Sam- the mixed girl that becomes the face of the black power movement at her college through her Dear White People radio show. They make sure that you know that she is conflicted about where she fits in, is she too light skinned to run this movement, does the term Redbone offend her? You bet it does.  So she rocks every updo you can think of. She makes sure that you can tell her hair is natural throughout the entire movie. But you know being a mixed girl her hair might not be as curly as some so she doesn’t go and rock the full on fro, and you never see her hair down until. .. enter the white guy she is seeing on the side. Of course none of her black movement friends know about this.  It is not until she accepts her ” malato” ( as her white man calls her) ways and steps out of the spotlight to do what she loves that we see her beautiful hair out of it’s updo. When she embraces this “true self” of hers she then wears her hair down, and of course walks off into the sunset holding the hand of said white guy.

Leroy- Oh ya you have to throw a gay guy into the mix to make it complicated right? So Leroy the black guy that never fit in with anyone in high school, felt more discriminated against by the black students than the white students. Case and point someone in the movie tells him that ” you are only technically black” he has no home at the school. And is rocking a huge, unkept afro. He slowly meanders his way through all of the houses on campus and ends up back at the traditionally black house, he then finds himself at the most racist party and finds his place in the community. Is surrounded by his fellow black students and oh ya, gets a fresh cut. Now that he doesn’t have to hide behind that fro right, no need for that stereotype anymore. No way he could have just liked it.

CoCo- Oh CoCo, she is probably the one I am supposed to identify with, right, this girl that doesn’t feel strongly about black/white relations.
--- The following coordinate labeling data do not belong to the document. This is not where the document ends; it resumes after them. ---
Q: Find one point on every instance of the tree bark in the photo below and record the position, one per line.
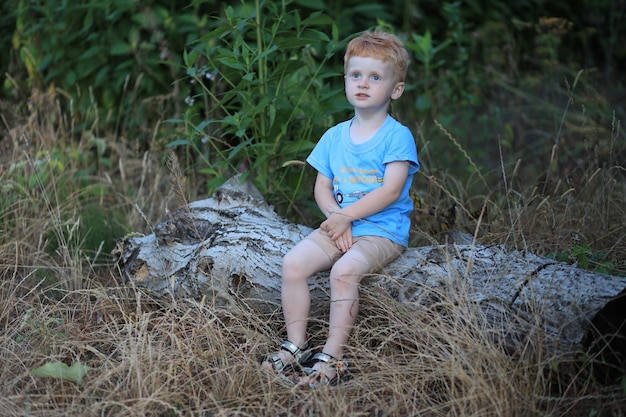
(228, 250)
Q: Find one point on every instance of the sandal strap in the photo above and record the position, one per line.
(340, 367)
(299, 354)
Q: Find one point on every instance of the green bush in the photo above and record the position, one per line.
(265, 97)
(114, 53)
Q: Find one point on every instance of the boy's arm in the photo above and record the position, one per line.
(324, 195)
(339, 219)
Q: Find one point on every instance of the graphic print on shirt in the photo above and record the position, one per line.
(351, 184)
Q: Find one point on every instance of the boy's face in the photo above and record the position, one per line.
(371, 83)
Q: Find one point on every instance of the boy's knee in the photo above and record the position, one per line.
(291, 265)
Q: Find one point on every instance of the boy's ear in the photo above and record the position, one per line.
(397, 91)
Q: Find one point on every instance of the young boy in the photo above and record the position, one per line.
(365, 167)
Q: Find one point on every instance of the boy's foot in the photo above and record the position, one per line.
(288, 356)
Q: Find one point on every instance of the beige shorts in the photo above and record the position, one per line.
(379, 251)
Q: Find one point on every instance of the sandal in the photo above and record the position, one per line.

Doesn’t come into college wanting to change the world. And maybe even wants to be white a little to much. And yet here I am writing a very racially fueled blog, guess I don’t fit into one of these pretty boxes, or maybe I am just more like Sam. But CoCo she is the only girl prominent in the movie that has a weave, or straight hair for that matter. You know, if you care about your race you are clearly a natural girl. Because how you choose to style your hair completely defines your stance on political issues. CoCo ends up dressed up at the “black party” in a white wig, and her line that stuck out to me, ” They don’t give a damn about no Harriet Tubman, they buy Jay-Z tickets. . . because they want to be us and for one night they got to be.”

Troy- Troy the son of the dean of students who has had a grudge with the white president of the school since forever. Troy that dated the presidents daughter because his dad wanted him too. Troy that became just a little bit “blacker” when he was around the white students so that they thought he was the cool guy, but was very “put together” around his fellow black students so that they would respect him or something. He made it clear to everyone that he did fresh cuts, he made it clear that his hair was important to him, important to keep short and clean. But of course gotta keep those waves in it, unkept nappy hair just wont do. Until he begins to stand up to his daddy and embrace himself, then it is a sideways cap and shaggy hair.

It is amazing to me the things I can see through the lenses of hair. And it is not that I have a problem with any of these characters I identify with a piece of all of them. But that is just it, a piece. Making this complex black movie still tried to put all of the pieces of a culture that has changed and evolved into pretty little boxes that are easy to identify. Sam wrote a book in this move that lets people take quizzes and identifies them as, oofta, nose-job, or 100. These boxes in themselves are a problem, what no one can ever try to succeed in a certain way without being an oofta, I can’t love my white boyfriend without being a nosejob?  I have made it a point in my life to stay clear of debates like this one, and here I am. . . so maybe I am more like one of these 4 characters than I want to believe. But here I am and that is not going to change.

If you loved this move that is great, I do not want a debate out of this . . this is just what the hair told me.